Чем дальше, тем унылее становился пейзаж. Погода менялась буквально каждые несколько миль. То все вокруг заволакивал густой туман, то снова проглядывало солнце и за окном открывались серебристые просторы.
Вдруг повалил густой снег. Стемнело. Поезд уже не мчался, а еле-еле полз, словно нащупывая дорогу. Что-то случилось с отоплением, и мне пришлось надеть пальто. Мои соседи еще какое-то время притворялись, будто ничего не замечают, точно не желая признаваться, что им тоже бывает холодно. Но вскоре и они начали притопывать, ворчать, глуповато ухмыляться и, наконец, полезли в чемоданы за свитерами, шарфами, шерстяными носками и теплыми ботинками. Многие подняли воротники, засунули руки в рукава. Косметика на лицах женщин высохла и начала отваливаться, как штукатурка. На смену американскому раю вновь возвращается суровая польская действительность. Вот кто-то уже пьет виски прямо из бутылки, другой ест хлеб с колбасой, чтобы согреть желудок. Начинается беготня в туалеты. Непонятно, как и почему пол в вагоне становится скользким и грязным, стекла затягиваются наледью и расцветают морозными узорами.

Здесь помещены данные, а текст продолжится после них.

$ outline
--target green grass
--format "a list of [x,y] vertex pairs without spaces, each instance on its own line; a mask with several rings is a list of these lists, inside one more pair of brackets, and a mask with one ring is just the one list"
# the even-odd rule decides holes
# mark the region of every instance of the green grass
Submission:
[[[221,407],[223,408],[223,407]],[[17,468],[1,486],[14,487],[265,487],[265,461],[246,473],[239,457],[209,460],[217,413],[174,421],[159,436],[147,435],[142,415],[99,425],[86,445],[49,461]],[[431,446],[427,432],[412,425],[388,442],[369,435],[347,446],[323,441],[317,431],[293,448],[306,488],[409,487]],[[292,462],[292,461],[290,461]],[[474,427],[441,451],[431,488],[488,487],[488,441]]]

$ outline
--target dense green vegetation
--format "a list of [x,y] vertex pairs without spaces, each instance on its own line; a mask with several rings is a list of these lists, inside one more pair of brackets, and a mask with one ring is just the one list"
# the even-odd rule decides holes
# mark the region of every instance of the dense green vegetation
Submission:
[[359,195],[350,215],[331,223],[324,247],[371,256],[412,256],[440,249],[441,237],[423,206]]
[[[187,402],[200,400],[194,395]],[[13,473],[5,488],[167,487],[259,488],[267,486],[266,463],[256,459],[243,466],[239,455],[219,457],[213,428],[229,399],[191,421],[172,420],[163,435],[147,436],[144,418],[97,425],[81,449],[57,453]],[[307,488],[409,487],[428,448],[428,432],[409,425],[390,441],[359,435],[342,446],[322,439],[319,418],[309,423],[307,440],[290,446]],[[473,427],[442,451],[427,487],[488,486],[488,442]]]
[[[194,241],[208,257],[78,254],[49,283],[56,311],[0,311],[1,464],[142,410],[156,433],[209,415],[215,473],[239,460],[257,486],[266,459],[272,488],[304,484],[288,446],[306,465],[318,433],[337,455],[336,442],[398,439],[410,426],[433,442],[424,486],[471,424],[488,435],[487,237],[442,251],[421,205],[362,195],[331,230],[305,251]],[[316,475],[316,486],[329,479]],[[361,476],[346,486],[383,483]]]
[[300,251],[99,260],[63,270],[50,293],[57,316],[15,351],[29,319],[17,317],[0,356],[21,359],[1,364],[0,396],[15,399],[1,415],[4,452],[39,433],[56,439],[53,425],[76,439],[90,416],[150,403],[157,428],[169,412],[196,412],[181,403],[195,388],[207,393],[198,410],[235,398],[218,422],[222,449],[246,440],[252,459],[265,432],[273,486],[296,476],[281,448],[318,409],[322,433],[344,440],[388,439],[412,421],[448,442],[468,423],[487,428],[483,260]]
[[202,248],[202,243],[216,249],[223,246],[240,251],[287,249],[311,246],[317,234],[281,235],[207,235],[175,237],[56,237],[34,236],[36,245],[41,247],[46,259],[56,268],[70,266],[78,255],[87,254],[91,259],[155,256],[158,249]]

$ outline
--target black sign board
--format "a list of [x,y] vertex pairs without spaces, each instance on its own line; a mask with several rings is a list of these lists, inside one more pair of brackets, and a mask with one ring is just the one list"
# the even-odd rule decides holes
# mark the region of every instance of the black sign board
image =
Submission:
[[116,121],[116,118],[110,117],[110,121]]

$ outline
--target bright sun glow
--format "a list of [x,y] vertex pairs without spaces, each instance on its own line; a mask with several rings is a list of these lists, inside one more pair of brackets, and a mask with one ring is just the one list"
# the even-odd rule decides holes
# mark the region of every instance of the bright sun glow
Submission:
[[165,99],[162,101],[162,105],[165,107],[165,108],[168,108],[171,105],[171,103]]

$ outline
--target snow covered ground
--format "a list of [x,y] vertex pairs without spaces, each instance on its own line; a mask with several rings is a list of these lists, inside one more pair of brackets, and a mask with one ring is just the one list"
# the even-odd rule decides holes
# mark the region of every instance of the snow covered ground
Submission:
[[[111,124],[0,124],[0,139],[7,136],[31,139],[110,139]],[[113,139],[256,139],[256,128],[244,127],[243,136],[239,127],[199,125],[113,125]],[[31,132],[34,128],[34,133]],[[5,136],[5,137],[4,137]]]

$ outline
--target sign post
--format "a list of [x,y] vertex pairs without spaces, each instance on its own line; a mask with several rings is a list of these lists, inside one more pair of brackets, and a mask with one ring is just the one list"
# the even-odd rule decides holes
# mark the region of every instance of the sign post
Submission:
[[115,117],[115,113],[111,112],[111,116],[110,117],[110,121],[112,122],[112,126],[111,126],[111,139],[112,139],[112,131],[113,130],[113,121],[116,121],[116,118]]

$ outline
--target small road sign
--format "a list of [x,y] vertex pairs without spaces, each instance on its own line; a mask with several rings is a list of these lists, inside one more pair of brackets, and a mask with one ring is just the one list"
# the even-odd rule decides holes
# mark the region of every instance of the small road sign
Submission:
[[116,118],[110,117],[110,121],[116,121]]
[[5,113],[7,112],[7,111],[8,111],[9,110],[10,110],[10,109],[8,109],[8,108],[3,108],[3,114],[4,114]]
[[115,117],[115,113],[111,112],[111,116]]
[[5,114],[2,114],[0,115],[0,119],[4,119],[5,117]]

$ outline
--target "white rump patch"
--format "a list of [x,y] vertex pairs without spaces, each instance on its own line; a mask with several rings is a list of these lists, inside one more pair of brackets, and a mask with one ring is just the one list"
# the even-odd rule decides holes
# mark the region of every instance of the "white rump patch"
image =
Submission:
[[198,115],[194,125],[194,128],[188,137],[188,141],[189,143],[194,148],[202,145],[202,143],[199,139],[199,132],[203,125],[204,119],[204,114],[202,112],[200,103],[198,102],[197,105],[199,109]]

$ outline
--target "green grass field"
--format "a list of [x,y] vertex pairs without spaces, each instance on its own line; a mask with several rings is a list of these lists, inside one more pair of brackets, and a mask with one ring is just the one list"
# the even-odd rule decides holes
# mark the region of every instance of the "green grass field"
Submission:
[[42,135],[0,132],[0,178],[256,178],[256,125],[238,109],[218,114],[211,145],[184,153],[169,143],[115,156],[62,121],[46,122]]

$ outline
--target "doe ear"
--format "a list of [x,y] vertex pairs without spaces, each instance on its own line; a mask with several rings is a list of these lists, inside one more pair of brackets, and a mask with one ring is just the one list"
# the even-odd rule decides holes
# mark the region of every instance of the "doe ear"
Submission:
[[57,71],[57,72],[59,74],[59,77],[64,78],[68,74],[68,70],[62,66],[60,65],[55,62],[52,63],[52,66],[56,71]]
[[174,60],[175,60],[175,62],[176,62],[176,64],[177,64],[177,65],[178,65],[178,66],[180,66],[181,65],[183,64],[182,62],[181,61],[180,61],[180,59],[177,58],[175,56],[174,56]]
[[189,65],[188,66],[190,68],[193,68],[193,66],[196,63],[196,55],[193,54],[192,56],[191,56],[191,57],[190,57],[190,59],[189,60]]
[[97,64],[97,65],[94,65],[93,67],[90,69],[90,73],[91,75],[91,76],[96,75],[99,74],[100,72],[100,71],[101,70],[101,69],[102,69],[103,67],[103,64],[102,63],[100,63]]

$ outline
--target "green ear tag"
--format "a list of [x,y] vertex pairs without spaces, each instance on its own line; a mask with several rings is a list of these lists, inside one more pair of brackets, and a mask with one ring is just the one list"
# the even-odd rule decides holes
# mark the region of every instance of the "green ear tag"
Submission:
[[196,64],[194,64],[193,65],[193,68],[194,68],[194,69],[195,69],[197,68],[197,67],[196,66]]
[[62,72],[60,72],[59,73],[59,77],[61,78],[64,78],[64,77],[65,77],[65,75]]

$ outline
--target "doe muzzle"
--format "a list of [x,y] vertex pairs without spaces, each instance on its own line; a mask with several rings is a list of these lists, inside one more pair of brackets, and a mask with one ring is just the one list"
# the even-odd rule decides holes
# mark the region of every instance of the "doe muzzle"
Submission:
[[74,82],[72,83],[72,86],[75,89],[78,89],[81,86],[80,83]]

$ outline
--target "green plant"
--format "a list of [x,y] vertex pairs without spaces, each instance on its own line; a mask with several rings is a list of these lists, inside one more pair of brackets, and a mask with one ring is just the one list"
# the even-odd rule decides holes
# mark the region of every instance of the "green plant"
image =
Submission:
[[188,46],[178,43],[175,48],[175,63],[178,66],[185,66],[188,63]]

Внезапно поезд останавливается. Выглянув в окно, я вижу рощицу; деревья покрыты снегом, но все равно кажутся тонкими и кривыми, голыми и обуглившимися, как после пожара. Хотя солнце село, алые полосы на западе еще не погасли. Снег на земле уже не белый, а фиолетовый. По нему, хлопая крыльями, с карканьем прыгают вороны. Сверху сыплются седые слипшиеся хлопья, как будто работники небесного снегохранилища поленились разделить их на более аккуратные и изящные снежинки. Пассажиры ходят из вагона в вагон, не считая нужным закрывать за собой двери. Туда-сюда бегают проводники. Когда к ним обращаются, они, не останавливаясь, рявкают что-то невразумительное.
Канадская граница уже совсем близко; владения Дяди Сэма заканчиваются. Кое-кто из пассажиров стаскивает с полок сумки и чемоданы, готовясь к таможенному досмотру. Один натурализованный гражданин США достает из кармана документы и разглядывает собственную фотографию с таким сосредоточенным видом, словно сам не верит, что паспорт не поддельный.
Несколько смельчаков выпрыгивают из вагона, но проваливаются по колено в снег и забираются обратно. Вскоре сумерки гаснут, и наступает ночь.
Я вижу, что люди используют превратности путешествия как повод для знакомства. Женщины начинают болтать, и в их тоне появляется неожиданная интимность. Мужчины тоже вступают в беседы: делятся обрывками всевозможных сведений, дают друг другу советы. Однако ко мне почему-то никто не обращается. Я сижу один, жертва собственной застенчивости и отчужденности от мира. Беру книгу и тем самым возбуждаю еще большую неприязнь к себе со стороны других пассажиров, потому что читать книгу в такой момент — это, конечно, вызов. Я сам исключаю себя из общества, и выражение на лицах моих попутчиков весьма красноречиво: если мы не нужны тебе, то ты и подавно нам не нужен. Только имей в виду: рано или поздно мы тебе все равно понадобимся, а вот понадобишься ли нам ты — еще большой вопрос…
Я открываю свой гигантский чемодан, вытаскиваю бутылку коньяка и делаю несколько вороватых глотков. Потом прижимаюсь лбом к холодному оконному стеклу и стараюсь разглядеть то, что творится снаружи. Но различаю лишь отражение внутренности вагона. Заоконный мир исчез. Солипсистская философия епископа Беркли победила все прочие. Остается только терпеливо ждать, когда Божественная идея поезда, застрявшего на занесенных снегом путях, сменится Божественными идеями движения и прибытия.